La doppia faccia di Eco, quella progressista degli anni Sessanta e quella censoria degli ultimi anni, potrebbe apparentemente sembrare una contraddizione. Ma il cambio della guardia tra il pensiero avanguardistico giovanile e quello retroguardistico senile, non è affatto un cambio, è semplicemente il risultato della strenua fedeltà del Professore a se stesso e al proprio pensiero, intriso da sempre di filosofia medievale e strutturalismo.

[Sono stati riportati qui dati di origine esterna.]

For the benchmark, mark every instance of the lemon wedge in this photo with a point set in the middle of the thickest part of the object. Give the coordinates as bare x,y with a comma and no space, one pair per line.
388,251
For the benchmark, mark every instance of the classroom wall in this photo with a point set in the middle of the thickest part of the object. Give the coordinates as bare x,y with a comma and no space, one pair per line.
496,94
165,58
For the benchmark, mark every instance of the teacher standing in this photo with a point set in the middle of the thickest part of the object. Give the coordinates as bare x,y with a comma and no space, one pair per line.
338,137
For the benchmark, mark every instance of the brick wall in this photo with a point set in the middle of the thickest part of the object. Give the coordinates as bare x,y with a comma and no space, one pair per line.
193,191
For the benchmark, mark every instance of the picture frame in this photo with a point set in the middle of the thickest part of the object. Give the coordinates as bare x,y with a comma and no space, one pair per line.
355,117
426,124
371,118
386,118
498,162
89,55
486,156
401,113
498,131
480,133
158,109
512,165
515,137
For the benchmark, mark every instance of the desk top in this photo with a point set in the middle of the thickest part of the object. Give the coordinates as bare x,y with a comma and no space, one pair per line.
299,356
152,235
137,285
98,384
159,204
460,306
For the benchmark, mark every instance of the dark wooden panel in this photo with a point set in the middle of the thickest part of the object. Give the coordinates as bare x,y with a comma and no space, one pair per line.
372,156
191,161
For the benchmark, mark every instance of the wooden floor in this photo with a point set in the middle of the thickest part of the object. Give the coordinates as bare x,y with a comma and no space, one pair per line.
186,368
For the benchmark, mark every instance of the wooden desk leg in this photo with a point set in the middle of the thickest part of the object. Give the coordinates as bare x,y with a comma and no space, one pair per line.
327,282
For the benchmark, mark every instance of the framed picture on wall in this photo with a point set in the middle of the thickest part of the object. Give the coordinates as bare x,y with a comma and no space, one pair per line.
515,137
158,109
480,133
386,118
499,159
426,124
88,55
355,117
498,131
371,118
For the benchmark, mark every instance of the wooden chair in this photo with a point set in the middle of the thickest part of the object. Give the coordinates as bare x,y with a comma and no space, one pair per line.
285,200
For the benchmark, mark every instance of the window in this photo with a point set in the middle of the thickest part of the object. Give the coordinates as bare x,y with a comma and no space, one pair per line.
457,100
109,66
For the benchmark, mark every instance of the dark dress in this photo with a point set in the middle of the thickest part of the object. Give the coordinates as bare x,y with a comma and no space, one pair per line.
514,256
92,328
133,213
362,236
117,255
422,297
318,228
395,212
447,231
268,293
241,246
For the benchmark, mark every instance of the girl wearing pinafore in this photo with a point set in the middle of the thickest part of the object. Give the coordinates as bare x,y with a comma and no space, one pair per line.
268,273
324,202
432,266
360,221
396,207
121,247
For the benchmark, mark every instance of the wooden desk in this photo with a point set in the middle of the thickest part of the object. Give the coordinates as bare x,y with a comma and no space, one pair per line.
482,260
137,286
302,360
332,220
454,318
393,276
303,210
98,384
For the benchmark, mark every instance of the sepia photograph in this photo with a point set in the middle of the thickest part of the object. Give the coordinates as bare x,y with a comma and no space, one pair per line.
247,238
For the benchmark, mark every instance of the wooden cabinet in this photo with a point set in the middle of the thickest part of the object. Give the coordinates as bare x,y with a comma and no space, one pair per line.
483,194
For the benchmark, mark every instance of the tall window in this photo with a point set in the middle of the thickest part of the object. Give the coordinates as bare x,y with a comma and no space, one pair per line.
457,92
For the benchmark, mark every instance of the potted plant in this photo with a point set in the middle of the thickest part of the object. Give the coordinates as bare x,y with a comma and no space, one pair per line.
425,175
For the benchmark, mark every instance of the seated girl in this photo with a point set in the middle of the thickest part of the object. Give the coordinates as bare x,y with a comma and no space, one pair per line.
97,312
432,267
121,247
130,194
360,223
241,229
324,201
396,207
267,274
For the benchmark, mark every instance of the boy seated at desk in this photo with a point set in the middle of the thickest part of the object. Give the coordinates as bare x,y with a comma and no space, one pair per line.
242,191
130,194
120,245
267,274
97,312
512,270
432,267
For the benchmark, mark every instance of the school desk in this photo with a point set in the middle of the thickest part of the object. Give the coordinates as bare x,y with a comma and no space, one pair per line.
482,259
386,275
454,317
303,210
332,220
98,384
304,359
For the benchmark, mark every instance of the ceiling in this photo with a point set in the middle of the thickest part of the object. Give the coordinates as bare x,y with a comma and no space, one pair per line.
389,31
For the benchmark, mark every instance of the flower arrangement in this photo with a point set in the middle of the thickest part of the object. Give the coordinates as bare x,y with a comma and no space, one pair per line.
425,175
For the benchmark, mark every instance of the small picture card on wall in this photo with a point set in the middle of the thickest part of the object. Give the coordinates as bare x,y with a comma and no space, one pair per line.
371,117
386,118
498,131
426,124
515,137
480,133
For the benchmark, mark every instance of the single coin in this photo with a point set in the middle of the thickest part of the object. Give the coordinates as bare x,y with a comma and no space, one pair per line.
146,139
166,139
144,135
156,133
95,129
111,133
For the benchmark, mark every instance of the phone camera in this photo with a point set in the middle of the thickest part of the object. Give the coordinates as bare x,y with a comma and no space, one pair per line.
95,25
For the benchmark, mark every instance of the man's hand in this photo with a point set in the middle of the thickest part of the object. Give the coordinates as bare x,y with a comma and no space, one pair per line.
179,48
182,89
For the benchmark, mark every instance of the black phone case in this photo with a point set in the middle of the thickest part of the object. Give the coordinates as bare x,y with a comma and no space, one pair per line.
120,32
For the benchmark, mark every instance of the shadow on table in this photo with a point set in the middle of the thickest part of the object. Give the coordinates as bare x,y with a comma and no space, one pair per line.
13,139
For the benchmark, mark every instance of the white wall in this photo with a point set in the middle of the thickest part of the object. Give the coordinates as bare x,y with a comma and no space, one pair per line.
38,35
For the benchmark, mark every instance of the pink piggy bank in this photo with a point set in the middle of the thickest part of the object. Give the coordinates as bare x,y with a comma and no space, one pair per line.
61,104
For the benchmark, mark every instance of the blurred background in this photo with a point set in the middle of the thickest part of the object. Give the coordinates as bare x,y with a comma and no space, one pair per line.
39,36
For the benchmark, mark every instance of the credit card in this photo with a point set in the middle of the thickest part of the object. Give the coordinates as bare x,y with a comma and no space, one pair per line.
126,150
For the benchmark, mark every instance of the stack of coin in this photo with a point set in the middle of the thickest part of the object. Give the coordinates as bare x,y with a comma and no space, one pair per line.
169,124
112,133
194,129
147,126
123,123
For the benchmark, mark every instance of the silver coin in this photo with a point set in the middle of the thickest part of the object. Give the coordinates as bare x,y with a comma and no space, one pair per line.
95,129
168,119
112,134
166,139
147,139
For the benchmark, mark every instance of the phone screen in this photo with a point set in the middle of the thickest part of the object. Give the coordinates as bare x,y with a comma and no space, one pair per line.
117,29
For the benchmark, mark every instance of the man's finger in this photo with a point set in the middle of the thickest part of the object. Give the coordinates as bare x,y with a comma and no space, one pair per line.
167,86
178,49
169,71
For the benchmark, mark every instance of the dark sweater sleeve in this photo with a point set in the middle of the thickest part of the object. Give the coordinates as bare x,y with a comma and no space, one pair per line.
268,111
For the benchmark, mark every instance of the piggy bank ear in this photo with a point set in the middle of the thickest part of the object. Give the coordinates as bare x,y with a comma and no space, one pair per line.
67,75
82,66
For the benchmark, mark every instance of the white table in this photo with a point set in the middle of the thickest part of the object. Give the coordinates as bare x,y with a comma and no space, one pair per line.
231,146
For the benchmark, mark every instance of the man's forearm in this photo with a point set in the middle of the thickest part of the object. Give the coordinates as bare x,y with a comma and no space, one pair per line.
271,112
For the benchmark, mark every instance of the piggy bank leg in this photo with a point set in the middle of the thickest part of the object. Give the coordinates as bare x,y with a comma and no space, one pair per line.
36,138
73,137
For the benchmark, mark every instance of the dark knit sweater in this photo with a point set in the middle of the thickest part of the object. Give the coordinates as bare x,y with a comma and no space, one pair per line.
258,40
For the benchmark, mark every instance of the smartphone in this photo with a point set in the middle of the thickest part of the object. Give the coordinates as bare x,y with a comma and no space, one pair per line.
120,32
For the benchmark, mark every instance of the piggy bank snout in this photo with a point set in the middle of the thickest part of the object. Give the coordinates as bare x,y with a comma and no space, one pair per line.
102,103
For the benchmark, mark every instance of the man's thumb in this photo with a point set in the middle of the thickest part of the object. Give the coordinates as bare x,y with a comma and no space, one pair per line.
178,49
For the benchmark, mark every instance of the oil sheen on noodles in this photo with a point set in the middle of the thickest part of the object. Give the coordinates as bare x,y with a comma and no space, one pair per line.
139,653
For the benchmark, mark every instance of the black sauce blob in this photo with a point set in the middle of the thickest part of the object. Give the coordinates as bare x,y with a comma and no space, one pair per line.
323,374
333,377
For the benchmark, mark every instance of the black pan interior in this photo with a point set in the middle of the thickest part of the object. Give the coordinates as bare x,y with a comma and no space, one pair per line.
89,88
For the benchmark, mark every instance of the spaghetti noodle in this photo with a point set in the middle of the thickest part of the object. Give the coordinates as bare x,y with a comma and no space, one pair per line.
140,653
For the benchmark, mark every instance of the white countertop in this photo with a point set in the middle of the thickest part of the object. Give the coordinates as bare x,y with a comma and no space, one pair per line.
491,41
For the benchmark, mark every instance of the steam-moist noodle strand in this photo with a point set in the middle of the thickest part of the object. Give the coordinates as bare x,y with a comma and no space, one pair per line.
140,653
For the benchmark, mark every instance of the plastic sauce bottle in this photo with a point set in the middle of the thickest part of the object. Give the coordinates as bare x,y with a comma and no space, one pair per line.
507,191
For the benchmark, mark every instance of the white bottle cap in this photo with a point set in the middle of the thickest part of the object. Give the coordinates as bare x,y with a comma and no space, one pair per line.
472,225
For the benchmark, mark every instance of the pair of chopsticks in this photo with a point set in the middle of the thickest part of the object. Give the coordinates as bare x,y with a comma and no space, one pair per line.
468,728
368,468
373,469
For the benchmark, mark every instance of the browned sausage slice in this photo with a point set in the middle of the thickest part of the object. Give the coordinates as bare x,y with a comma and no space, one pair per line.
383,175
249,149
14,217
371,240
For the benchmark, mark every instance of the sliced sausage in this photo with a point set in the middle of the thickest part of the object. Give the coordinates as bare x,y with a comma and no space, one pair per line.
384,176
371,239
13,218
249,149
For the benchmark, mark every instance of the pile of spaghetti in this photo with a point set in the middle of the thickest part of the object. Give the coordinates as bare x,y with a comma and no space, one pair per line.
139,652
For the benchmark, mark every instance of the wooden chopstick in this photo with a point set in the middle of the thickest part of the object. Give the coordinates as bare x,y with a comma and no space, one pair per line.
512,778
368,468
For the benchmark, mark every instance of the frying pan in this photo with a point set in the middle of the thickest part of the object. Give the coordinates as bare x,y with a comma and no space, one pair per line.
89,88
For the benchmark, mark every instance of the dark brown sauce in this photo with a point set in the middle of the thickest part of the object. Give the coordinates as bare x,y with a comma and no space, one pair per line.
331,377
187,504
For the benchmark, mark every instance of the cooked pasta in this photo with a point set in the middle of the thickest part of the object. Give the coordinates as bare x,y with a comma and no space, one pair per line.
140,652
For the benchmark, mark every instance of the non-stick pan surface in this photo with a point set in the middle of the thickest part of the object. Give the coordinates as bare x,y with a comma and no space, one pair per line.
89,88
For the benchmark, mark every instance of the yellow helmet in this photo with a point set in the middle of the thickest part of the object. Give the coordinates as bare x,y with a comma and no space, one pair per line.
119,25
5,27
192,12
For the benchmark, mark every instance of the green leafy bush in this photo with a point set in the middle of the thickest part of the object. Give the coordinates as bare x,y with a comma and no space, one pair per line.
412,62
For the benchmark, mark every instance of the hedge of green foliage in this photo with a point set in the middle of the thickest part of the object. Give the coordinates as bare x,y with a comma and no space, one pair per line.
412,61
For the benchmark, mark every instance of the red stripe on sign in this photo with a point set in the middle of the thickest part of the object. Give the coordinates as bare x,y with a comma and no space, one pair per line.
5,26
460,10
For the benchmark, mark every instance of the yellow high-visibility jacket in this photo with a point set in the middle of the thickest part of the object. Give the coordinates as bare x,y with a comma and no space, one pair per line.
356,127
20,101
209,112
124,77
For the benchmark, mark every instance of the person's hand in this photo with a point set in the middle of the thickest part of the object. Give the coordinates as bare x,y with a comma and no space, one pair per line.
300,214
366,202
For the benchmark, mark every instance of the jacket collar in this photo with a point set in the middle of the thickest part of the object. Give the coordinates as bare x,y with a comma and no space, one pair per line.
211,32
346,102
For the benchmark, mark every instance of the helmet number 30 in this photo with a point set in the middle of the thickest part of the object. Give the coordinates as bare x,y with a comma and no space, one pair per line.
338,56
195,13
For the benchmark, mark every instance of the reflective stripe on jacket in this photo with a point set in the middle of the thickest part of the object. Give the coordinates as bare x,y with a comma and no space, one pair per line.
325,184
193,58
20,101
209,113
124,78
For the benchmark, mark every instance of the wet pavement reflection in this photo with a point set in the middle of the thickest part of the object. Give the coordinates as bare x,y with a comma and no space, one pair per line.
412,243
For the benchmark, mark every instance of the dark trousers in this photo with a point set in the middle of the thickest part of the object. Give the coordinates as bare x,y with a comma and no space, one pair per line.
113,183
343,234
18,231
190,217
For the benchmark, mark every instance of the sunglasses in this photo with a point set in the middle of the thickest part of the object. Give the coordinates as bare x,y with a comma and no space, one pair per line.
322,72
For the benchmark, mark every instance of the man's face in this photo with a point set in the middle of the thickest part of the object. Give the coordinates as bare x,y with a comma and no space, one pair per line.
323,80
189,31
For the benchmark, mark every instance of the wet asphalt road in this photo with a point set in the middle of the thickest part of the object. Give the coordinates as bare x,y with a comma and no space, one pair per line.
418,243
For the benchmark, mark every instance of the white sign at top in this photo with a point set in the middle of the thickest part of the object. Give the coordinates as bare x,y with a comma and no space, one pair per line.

Proprio dal quel connubio tra la solidità medievale di un Tommaso d’Aquino e quella moderna di un Vladimir Propp, oggi Eco, che festeggia la veneranda età di 84 anni, è un campione di una sorta di progressismo reazionario. Un’etichetta bizzarra e un po’ contraddittoria, le cui basi sono le seguenti, tutte legate tra loro.

A. Metodo

Tra i libri più letti di Umberto Eco, subito dopo Il nome della rosa, c’è un saggio che tutti coloro che hanno frequentato un’università negli ultimi quarant’anni hanno avuto per le mani almeno una volta. Si tratta di Come si fa una tesi di laurea, edito da Bompiani nel 1977. Il segreto di ogni solidità, infatti, sta alla base, ovvero alla struttura, e per costruirla ci vuole metodo. Una lezione che Eco ha appreso proprio dai medievali, e che non si è mai stancato di ripetere.

B. Memoria

Esattamente due anni fa, il 3 gennaio del 2014, Eco scriveva su L’Espresso una lettera a suo nipote in cui si raccomandava l’allenamento della memoria attraverso l’imparare “par coeur” qualsiasi cosa, dalla formazione della propria squadra di calcio fino alla Vispa Teresa, se servisse. Da quando abbiamo tutti un computer in tasca a forma di telefono, tendiamo a non ricordarci più nulla, delegando la nostra memoria a una ricerca su Google. Scrive Eco: «Il rischio è che, siccome pensi che il tuo computer te lo possa dire a ogni istante, tu perda il gusto di mettertelo in testa». Ha ragione da vendere, e ammetterlo non significa essere un nostalgico dei tempi dell’Enciclopedia Britannica, ma semplicemente sapere quanto conta avere una base solida di nozioni da cui partire.

C. Pertinenza

Il terzo cardine del progressismo reazionario di Eco è la competenza e uno dei fortini di competenza che più strenuamente difende è la grammatica. Una delle ultime sortite sferrate durante una Lectio Magistralis dal Professore per alleggerire l’assedio al fortino grammaticale è stata quella contro l’uso improprio del Tu, ovvero contro la tendenza degli ultimi anni di dare del Tu a chiunque. Un problema che parte dalla grammatica ma che va ad intaccare tutto il cucuzzaro: «Il problema del Tu generalizzato non ha a che fare con la grammatica ma con la perdita generazionale di ogni memoria storica e i due problemi sono strettamente legati». Memoria, grammatica, pertinenza, competenza. Nel mondo di Eco, ovvero nel mondo della saggezza, tutto si tiene.

D. Competenza

L’ultimo ingrediente della saggezza di Umberto Eco è l’assoluta fedeltà alla competenza, il cui nemico più poderoso, di questi tempi, è proprio quell’internet che spesso il Professore ha attaccato. Ma attenzione, Eco non è di quelli che scambiano il contenuto con il contenitore, e non attacca mai internet in quanto tale, bensì chi su internet ci si perde, chi, pur non sapendo un acca di qualcosa, su quel qualcosa pontifica, o ancor peggio, chi pur non essendo capace di discernere tra una fonte autorevole e una fonte pataccara, affida la costruzione delle basi del proprio pensiero a qualche “scemo del villaggio portatore di verità”. Eco, che nel suo immaginario ha sempre coltivato la fantasia del Complotto, da buon maestro sa che per progredire i maestri servono. E i maestri bisogna saperseli scegliere, se no si resta una flotta di imbecilli che credono a qualsiasi cosa leggono su internet.